28.5.18

A incompetência não é de propósito


Unknown Mortal Orchestra, “Everyone Acts Crazy Nowadays”, in https://www.youtube.com/watch?v=ad2Iy0DMCWU
Não é uma convocatória à comiseração. No máximo, é condescendência; e a condescendência não chega a assumir os foros da comiseração. Na condescendência, toleramos um certo atributo, um certo gesto, um punhado de palavras; toleramo-los, apesar de nos serem desagradáveis, às vezes até roçando a agressão – e toleramos porque não queremos ser fautores de julgamentos de ninguém e os atributos, ou os gestos, ou as palavras pertencem a quem teve sua autoria. 

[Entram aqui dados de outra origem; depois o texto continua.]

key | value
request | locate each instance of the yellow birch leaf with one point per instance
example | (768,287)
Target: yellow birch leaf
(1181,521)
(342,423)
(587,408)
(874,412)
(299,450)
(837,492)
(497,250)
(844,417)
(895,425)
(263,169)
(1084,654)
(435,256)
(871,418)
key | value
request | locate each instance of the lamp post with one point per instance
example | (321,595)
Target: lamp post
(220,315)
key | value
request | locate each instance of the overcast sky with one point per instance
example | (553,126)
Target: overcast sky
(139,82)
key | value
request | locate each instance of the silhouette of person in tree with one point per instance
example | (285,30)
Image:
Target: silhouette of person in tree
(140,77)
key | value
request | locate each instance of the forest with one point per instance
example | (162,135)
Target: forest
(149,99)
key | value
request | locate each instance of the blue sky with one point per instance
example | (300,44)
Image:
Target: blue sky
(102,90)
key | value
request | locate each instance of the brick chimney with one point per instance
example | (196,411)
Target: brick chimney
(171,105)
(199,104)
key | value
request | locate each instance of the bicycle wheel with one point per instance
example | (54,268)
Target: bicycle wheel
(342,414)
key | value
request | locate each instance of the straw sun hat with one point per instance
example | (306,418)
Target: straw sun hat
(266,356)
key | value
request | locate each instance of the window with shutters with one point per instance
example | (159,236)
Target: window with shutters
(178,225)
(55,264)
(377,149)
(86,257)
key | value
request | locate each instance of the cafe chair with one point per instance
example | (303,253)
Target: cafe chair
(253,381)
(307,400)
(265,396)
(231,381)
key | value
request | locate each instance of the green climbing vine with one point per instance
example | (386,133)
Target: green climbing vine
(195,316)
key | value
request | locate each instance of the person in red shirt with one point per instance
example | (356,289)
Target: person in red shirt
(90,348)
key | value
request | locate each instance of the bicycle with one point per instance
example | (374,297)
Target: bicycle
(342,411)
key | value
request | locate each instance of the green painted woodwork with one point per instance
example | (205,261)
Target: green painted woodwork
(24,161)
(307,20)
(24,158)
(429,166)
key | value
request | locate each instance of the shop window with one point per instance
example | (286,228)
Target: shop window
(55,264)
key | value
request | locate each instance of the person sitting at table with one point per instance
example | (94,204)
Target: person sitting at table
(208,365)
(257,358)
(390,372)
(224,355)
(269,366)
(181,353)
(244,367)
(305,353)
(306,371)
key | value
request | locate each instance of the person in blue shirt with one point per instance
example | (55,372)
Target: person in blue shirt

Na comiseração é diferente. Olhamos com piedade para alguém e, desse modo, não conseguimos reprimir (mesmo que seja involuntária) a noção de que olhamos para um desgraçado que precisa de ombro para seus prantos. O mais certo é não estarmos disponíveis para emprestar o ombro, mas não deixamos de verter uma lágrima de pena pelo desgraçado. Não se sabe se a comiseração adianta alguma coisa: não corrige o infausto que se abateu sobre o comiserado, que continua imerso em sua desgraça, não sendo dissolvida na exata medida das doses de piedade que sobre si são ungidas; poderá, no limite, desembaraçar as teias que aprisionam os fundilhos das consciências de quem julga que a comiseração alivia as dores respetivas.                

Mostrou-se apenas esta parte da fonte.